Frankensteins nymphomanische Töchter. Katie Mitchell inszeniert Alcina beim Festival d’Aix-en-Provence

Circe/Alcina ist eine Künstlerin der Verwandlungen. In Aix greift die Regie eine weitere Variante des Mythos auf. Alcina verwandelt nicht nur Menschen in Tiere und Pflanzen. Sie weiß – und über diese Gabe verfügt auch ihre Schwester Morgana – auch sich selbst zu verwandeln. Alcina und Morgana sind keine Märchenfiguren aus ferner, unbestimmter Vergangenheit. Sie sind – so aktualisiert die Regie den Mythos – alte Frauen, die, gehen sie durch eine Zwischentür aus ihrem Kabinett in den Salon, sich in attraktive junge Frauen verwandeln. Oder sind sie vielleicht junge Frauen, die sich in alte Frauen verwandeln können? Die beiden Damen  sind nicht nur Verwandlungskünstlerinnen, sie sind zugleich Nymphomaninnen, die ihre Opfer verführen, fesseln, betäuben, sie im Labor durch eine Röhre schieben  und sie als Tiere oder Pflanzen wieder herauskommen lassen.  Drastische Szenen, die  bei all ihrem ‚Realismus‘ nicht der Komik entbehren. Zu ihrer scheinbar so spontanen Liebeserklärung an Bradamante lässt sich Morgana ans Bett fesseln, und der arme Ruggiero, den die Helferinnen der Alcina in Schach halten, sieht mit offenem Mund zu, wie seine Bradamante für die Operation aufs Bett geschnallt wird. Der Verwandlungstortur entgehen beide nur dank der Intervention des draufgängerischen Militärs Melisso, der die Maschine noch gerade abstellen und Ruggiero von den Fesseln befreien kann.

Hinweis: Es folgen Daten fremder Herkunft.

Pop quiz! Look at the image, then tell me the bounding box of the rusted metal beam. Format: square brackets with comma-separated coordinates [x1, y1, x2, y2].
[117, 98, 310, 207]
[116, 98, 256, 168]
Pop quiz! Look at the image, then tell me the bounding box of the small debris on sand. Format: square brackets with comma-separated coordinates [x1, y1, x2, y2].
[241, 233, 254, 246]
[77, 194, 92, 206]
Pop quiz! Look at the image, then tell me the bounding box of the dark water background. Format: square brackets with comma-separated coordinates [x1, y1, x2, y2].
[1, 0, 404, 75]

Doch die Regie, wenngleich sie diese Szenen und ebenso die, in denen Ruggiero mit tatkräftiger Hilfe der amazonenhaften Bradamante die Macht der beiden Hexen bricht, breit und realistisch ausspielen lässt, will nicht primär eine Krimistory um zwei mörderische, nymphomanische alte Hexen erzählen. Zwar will sie  auf ein paar James Bond Einlagen oder besser gesagt: auf Parodien von James Bond Einlagen nicht verzichten. Doch ihr geht es um etwas ganz anderes, wenn man so will, um  etwas Ernsthafteres. Sie will mit der Figur der Alcina eine Variante von der ‚Liebe als Passion‘, von der selbstzerstörerischen Passion, erzählen. Und damit macht sie – ganz wie es dem Libretto und der Musik entspricht – aus Alcina eine Variante von Tassos Armida in den Kostümen von heute. Armida/Alcina, die verzweifelte Liebende, die zwischen Leidenschaft und Rachsucht hin und her Gerissene, die mit der Flucht des Ruggiero ihre Liebe und zugleich ihre Macht verliert.

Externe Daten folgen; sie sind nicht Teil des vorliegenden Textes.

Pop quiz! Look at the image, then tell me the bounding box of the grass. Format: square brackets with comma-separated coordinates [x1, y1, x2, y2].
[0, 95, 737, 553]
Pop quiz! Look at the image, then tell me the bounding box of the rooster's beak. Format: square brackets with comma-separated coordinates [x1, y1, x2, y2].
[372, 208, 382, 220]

Eine Akzentsetzung, die Armida/Alcina in der Person der grandiosen Sängerin und Schauspielerin  Patricia Petibon allen Raum zur Entfaltung gibt. Wie diese die großen Arien, die die ganze Skala der Affekte umfassen, singt und gestaltet, mit welcher Innigkeit sie die Melancholie Arie „Sì, son quella! Non più bella […]“ singt  oder wie sie am Ende mit „Mi restano le lagrime“ geradezu zusammenbricht, das ist schon beeindruckend und bewundernswert. Mögen, um nur noch zwei berühmte Namen zu nennen, mit Philippe Jaroussky als Ruggiero und Anna Prohaska als Morgana auch die Rollen des Primo Uomo und der Seconda Donna exzellent besetzt sein, in dieser Aufführung ist Patricia Petibon als Primadonna der große und zu Recht gefeierte Star.

Nur eines habe ich an diesem in Musik und Szene so großen Händel-Abend bedauert: dass die Aufführung im modernen Saal des Grand Théâtre de Provence und nicht im Innenhof des ehemaligen bischöflichen Palais stattfand. Die spätabendlichen Aufführungen unter südlichem Himmel machen doch gerade den besonderen Reiz des Festival d’Aix-en-Provence aus.

Wir sahen die Vorstellung am 10. Juli, die dritte Aufführung in dieser Inszenierung.